By considering both the small acts of kindness paid to him in Calcutta, as well as the larger, more legally sanctioned kindnesses of Mrs. Sood and his adoptive parents, Saroo paints a broad picture of what kindness can be, what forms it can take, and what barriers exist to people acting kindly more often. With the money earned through publicity for his story, Saroo chose to reinvest it in the people and organizations that helped him succeed; namely, ISSA and his birth mother Kamla, though he also uses the book as a vehicle through which to thank those strangers who helped him. With this, Saroo ends by insisting that human kindness can very literally save lives, just as it saved his.
Human Kindness ThemeTracker
Human Kindness Quotes in A Long Way Home
Mum and Dad were very affectionate, right from the start, always giving me lots of cuddles and making me feel safe, secure, loved, and, above all, wanted. That meant a lot to a child who'd been lost and had experienced what it was like for no one to care about him.
Once, a porter appeared to understand that I was lost, but when I couldn't immediately make myself understood, he made it clear I wasn't to bother him anymore. The world of adults was closed to me, so I continued to try to solve my problem by myself.
Of course, I can't be sure what the railway worker's friend had planned or what happened to the children who were grabbed from the station that night I slept nearby, but I feel pretty certain that they faced greater horrors than I ever did.

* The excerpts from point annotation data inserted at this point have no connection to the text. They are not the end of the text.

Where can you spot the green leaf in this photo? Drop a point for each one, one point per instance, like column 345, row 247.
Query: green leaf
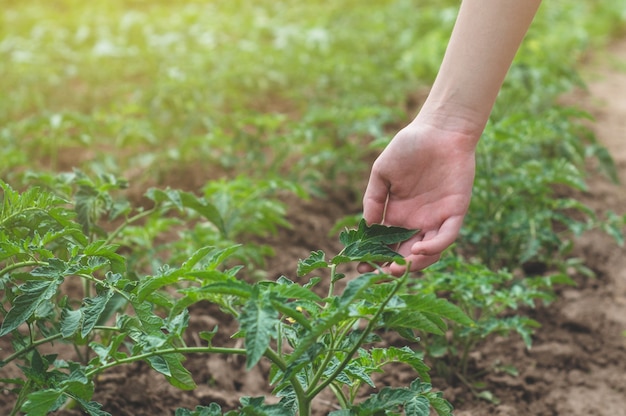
column 212, row 410
column 39, row 403
column 170, row 365
column 429, row 303
column 315, row 261
column 92, row 310
column 34, row 293
column 419, row 406
column 259, row 320
column 92, row 408
column 70, row 322
column 403, row 355
column 376, row 233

I told them what I could. They recorded my answers on their many forms and documents. "Ginestlay" meant nothing to them. I struggled to remember the name of the place where I'd boarded the train, but could only say that my brothers called it something like "Burampourr..."

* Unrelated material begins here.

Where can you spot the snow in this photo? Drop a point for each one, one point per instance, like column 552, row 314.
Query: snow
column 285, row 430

Because of all she'd been through growing up, Mum had decided that there was nothing sacrosanct about families formed only by birth parents.
She is an advocate of replacing Australia's various state laws on intercountry adoption with a simplified federal law. She's critical of governments making it too difficult to adopt and feels that if it was a little easier, maybe more families would do it.
Mum had such a dedicated belief in adoption and the authentic family that adoption created. I was worried about how my news would affect her, and I wanted to reassure her that of course they would always be my parents.
Even at this first meeting, she told me she was grateful to my parents who had raised me in Australia, and that they had the right to call me their son because they had raised me from a child and made me the man I was today. Her only concern for me, she said, was that I should have the very best life I could.
And even though it was exhausting to go over my story again and again with the media, I thought I had a kind of duty to do it, because it might help people—what had happened to me was remarkable, and might offer hope to others who wanted to find their lost family but thought it impossible.
But like the teenager who later took me to the police station, he had given me another chance to live. He hadn't profited from his act in any way...and I had never thanked him.
But my experiences have undoubtedly shaped who I am today, providing me with an unshakable faith in the importance of family—however it is formed—and a belief in the goodness of people and the importance of grasping opportunities as they are presented.